Eighty years ago, in the depths of the Jim Crow era, basketball teams from what is now N.C. Central University and Duke University broke barriers in the South’s first racially integrated college basketball game.
Known as the “secret game,” it brought together the Eagles’ varsity men’s team and a squad from Duke’s School of Medicine.
Students in the YMCA chapters at Duke and North Carolina College for Negroes, as NCCU was known at the time, had been holding clandestine prayer meetings.
A conversation at one of those meetings started it all. One of the NCC students overheard some 1940s trash talk about Duke’s medical school team and issued a challenge to see who had the best team in Durham, according to author Milton Katz on the documentary film “Black Magic,” about the “secret game.”
“One of the gentlemen from Duke boasted about their medical team.

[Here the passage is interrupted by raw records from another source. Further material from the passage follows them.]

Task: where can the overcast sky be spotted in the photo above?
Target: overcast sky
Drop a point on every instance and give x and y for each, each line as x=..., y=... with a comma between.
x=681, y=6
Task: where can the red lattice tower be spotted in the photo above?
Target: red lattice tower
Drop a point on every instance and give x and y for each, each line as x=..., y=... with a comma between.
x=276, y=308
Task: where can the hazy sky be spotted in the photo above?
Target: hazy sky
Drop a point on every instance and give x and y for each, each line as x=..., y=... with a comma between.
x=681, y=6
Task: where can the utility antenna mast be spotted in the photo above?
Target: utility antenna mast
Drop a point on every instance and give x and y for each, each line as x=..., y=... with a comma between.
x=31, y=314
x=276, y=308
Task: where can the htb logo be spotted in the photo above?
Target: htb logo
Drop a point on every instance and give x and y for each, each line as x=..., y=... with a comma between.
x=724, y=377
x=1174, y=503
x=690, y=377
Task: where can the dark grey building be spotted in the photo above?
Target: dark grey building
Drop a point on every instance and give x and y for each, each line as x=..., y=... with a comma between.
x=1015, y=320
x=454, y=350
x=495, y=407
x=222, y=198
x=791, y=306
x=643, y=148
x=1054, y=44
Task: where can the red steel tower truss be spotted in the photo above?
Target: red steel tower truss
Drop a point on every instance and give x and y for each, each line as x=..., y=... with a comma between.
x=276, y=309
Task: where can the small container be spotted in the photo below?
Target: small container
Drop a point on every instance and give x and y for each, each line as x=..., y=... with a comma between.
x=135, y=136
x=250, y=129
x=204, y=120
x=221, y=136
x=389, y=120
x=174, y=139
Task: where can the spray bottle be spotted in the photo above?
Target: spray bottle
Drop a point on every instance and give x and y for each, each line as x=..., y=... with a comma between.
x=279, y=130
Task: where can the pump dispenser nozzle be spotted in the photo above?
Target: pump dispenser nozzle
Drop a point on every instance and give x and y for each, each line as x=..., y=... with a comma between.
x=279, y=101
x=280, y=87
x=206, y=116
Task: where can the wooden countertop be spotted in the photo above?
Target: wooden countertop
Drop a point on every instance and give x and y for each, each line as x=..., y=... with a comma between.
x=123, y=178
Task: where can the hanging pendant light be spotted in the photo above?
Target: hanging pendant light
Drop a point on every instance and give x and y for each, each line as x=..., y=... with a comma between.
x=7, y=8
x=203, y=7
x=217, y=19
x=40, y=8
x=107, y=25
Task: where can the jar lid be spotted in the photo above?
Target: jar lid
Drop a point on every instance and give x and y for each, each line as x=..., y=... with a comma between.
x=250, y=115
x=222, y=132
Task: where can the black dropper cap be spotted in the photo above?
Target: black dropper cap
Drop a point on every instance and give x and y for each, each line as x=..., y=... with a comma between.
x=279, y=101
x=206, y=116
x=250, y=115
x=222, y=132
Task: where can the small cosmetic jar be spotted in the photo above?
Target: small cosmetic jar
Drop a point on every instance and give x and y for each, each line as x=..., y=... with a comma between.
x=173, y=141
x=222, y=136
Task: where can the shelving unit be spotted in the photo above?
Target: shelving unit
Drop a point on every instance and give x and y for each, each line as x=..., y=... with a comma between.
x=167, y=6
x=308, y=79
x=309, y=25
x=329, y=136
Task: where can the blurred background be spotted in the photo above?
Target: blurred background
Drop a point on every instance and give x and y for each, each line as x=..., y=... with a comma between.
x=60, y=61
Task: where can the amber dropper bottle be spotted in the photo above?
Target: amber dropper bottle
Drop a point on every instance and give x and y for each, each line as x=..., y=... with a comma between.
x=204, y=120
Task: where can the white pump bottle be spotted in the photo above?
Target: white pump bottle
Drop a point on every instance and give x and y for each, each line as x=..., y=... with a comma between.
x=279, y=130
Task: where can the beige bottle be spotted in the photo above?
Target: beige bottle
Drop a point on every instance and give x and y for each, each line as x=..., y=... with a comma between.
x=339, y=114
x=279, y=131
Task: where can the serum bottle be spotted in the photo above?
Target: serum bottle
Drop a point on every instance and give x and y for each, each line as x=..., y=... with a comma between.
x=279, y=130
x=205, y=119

They said they were the best in the state, if not even beyond the state of North Carolina,” said Katz, who wrote “Breaking Through”, a biography of NCC’s coach at the time, John McLendon. “Another member of North Carolina College for Negroes says, ‘Well, you may be great, but you haven’t played the greatest.’”
McLendon signed off on the idea and declared that the game would be held at NCC’s gym, with referees and a legitimate game clock.
The two squads scheduled the game for 11 a.m. on a Sunday because they knew most Durham citizens, including the police, would be in church. The teams didn’t tell any staff, and when a reporter for the Carolina Times found out, he agreed not to say anything.
That morning, March 12, 1944, Duke’s team jumped into borrowed cars, rode to NCC’s gym, and put their jackets over their heads to keep from being identified.
“There were no spectators,” Katz said in the documentary. “The first moments of the game there were missed shots, turnovers. I think they just had to get the bugs out, and they obviously did.”
Duke began to get going midway through the game, but in the second half the Eagles scored on nearly all of their possessions, pulling away to triumph 88-44.
“Literally, they ran Duke’s team out of the gym,” Black College Sports Encyclopedia author Fred Whitted said in the documentary.
The whole event was kept completely quiet because of a Jim Crow law prohibiting competition between HBCUs and PWIs. Even the Durham Police Department never found out.
This game helped pave the way for how modern basketball is played from high school to the NBA. Athletes from different backgrounds can compete against each other at the highest level without the fear of violence.
“History will never tell what they really did. It was just a ripple on the pond,” Whitted said in the film. “But the fact is the ripple came and then pretty soon it was a tidal wave.”